The dataset has been scraped from Team Blind, and we used individual company reviews to develop the dataset. You can navigate to any specific company directory and check out the reviews on the original company-specific forum. Given that the data is scraped from Blind, all data attribution rests with them and the specific authors (who are anonymous at the moment).

Using the dataset

The dataset can be cloned using git:

git clone git@github.com:HarshCasper/Blind-App-Reviews.git

After a successful clone, you can use the dataset to load the individual CSV/JSON file of a particular company and start the analysis.
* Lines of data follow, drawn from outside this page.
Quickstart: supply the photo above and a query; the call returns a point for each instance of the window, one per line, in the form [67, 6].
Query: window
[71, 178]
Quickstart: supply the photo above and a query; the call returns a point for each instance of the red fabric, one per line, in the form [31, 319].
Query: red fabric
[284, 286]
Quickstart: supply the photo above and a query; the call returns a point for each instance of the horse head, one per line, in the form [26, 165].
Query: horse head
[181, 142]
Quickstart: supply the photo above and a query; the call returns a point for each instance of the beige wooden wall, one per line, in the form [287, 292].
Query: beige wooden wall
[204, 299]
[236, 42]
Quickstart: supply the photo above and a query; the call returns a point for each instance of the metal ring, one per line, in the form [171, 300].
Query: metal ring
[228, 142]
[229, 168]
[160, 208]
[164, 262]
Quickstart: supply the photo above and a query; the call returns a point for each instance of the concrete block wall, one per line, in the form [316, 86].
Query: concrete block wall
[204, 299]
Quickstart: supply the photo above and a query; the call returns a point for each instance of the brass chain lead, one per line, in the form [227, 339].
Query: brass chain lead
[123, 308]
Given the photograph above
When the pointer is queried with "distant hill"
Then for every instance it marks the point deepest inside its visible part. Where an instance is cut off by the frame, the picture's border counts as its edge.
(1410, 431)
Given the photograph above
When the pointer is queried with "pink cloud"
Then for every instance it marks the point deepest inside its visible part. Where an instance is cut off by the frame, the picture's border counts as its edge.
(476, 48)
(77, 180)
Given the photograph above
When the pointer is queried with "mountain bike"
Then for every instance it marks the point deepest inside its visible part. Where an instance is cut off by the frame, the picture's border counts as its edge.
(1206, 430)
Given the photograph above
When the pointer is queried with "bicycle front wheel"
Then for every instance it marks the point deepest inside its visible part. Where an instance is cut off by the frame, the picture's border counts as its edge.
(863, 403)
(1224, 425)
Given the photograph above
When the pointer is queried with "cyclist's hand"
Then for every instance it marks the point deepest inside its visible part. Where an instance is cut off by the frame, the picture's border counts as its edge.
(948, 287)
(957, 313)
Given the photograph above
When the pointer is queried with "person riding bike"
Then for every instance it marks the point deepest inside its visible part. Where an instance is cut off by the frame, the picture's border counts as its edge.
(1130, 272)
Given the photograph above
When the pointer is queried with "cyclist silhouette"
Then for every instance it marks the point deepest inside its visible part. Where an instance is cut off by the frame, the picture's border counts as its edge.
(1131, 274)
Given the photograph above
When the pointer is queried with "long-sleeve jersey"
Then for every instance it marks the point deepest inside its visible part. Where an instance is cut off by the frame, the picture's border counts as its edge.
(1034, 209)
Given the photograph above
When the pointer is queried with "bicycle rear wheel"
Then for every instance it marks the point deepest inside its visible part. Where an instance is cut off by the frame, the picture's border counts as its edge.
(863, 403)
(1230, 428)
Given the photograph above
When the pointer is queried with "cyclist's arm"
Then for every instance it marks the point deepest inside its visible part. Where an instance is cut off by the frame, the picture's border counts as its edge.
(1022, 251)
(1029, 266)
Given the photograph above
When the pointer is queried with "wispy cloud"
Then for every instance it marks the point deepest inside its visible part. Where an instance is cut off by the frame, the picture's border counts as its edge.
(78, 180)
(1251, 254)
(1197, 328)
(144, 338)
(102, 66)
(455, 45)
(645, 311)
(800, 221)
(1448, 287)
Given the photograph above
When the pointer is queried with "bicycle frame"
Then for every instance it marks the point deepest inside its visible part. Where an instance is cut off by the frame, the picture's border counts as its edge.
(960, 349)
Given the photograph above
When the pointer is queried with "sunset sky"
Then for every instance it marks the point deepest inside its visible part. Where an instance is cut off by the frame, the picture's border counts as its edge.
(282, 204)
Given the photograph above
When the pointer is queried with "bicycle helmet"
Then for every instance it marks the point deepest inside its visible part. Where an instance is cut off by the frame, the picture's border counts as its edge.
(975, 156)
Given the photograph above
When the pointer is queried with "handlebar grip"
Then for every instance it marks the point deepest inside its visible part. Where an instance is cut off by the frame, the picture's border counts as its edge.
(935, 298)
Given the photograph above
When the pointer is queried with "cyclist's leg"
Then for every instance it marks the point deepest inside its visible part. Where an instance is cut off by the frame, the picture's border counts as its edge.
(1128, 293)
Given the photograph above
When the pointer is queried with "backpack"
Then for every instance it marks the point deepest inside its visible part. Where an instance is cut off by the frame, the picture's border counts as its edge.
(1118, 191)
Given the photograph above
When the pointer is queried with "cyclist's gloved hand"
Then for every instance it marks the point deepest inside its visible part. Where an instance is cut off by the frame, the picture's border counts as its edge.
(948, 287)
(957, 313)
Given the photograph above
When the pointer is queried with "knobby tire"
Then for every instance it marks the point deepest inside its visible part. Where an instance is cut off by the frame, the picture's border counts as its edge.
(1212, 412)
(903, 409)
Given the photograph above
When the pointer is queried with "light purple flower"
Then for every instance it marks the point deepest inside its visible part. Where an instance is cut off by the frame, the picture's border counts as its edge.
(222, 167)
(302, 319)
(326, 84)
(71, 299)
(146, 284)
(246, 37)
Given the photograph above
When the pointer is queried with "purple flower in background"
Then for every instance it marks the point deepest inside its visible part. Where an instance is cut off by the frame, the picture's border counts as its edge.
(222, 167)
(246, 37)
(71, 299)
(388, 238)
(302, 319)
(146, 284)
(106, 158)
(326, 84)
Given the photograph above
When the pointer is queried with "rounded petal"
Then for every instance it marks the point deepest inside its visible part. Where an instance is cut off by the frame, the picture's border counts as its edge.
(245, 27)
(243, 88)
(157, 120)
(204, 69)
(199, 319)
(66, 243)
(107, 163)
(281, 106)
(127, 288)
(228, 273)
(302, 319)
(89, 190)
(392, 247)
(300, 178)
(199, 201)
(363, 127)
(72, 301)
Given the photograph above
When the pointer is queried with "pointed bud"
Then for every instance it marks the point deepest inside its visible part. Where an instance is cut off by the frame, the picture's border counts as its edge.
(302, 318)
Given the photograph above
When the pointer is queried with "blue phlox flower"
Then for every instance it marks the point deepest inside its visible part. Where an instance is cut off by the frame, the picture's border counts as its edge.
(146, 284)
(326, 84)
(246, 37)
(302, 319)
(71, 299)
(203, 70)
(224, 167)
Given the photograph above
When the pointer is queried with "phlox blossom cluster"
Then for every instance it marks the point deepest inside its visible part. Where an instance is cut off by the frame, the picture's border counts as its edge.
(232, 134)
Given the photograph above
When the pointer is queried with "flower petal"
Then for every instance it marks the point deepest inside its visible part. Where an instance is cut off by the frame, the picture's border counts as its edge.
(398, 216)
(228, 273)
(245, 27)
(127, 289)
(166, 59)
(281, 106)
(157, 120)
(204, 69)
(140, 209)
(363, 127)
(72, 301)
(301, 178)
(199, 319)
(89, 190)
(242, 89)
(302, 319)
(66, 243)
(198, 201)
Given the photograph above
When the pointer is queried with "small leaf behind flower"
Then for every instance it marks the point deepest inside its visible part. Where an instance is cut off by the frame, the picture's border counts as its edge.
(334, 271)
Alternatively, you can download the ZIP of the entire repository, albeit without the version control available.

You can also use the dataset over Kaggle. Install the Kaggle library using pip install kaggle and create a new API token JSON file and save it over ~/.kaggle/ directory. Download the dataset using kaggle datasets download -d harshcasper/blind-app-company-reviews.

Contributing to the dataset

The scrapper engine used to develop the dataset is currently not open-source. However, it will be open-sourced at a later stage. To contribute to the dataset, you may create an issue to request new companies to be added to the dataset or the dataset to be updated for existing companies. At a later stage, you can self-generate new datasets using the scrapper engine and submit patches.

To fix existing dataset issues or clean certain areas, feel free to raise a pull request. Follow the GitHub guide to submit a pull request to contribute to the sanctity of the dataset. You may also develop Exploratory Data Analysis, Topic Modelling, and other NLP-related analyses with the dataset to create more data-driven insights.

License

This project uses the following license: MIT.